Tuesday, May 14, 2019
Nadia Sawicki has posted to SSRN The Conscience Defense to Malpractice Cases. The abstract provides:
This Article presents the first empirical study of state conscience laws that establish explicit procedural protections for medical providers who refuse to participate in the provision of reproductive health services – including abortion, sterilization, contraception, and emergency contraception.
Scholarship and public debate about law’s role in protecting health care providers’ conscience rights typically focus on who should be protected, what actions should be protected, and whether there should be any limitations on the exercise of conscience rights. This study, conducted in accordance with best methodological practices from the social sciences for policy surveillance and legal mapping, is the first to provide concrete data on the vital but unanswered question of how these laws actually operate – that is, the precise procedural mechanisms by which they protect those who decline to provide medical services that violate their deeply-held conscientious beliefs.

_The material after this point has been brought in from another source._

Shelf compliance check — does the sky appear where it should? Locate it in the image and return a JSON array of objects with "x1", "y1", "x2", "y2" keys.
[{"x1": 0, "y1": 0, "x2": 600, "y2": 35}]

This Article demonstrates that state laws vary dramatically in the types of conscience protections they offer. States may immunize health care providers from a wide range of potential adverse consequences including civil liability, criminal prosecution, professional discipline, employment discrimination, discrimination in education, and denial of public or private funding, among others. Of these, immunity from civil liability is by far the most common procedural protection. In a majority of states, this immunity is absolute – providing no exceptions in cases of malpractice, denial of emergency treatment, or patient death. In practice, these laws eliminate patients’ common law right to recover monetary damages when they suffer physical injury as a result of a health care provider’s conscience-based deviation from the standard of care.
While many scholars have examined the impact of conscience laws on patient access to medical care, there has yet been no comprehensive analysis of these laws’ impact on patients’ right to a tort law remedy when they are denied such care. This Article not only raises awareness of the previously-unrecognized breadth of protections established by U.S. conscience law, but also challenges basic assumptions about tort law’s ability to remedy harms suffered by victims of medical malpractice in reproductive health care contexts. These findings create an important opportunity for further policy discussion about the scope of health care conscience laws. This Article highlights opportunities for future research on the question of whether conscience-driven health care providers should be granted legal immunity from all possible adverse consequences of their actions, or whether these protections should be balanced against state interests in ensuring that patients who are injured by provider refusals are not denied opportunities for tort recovery.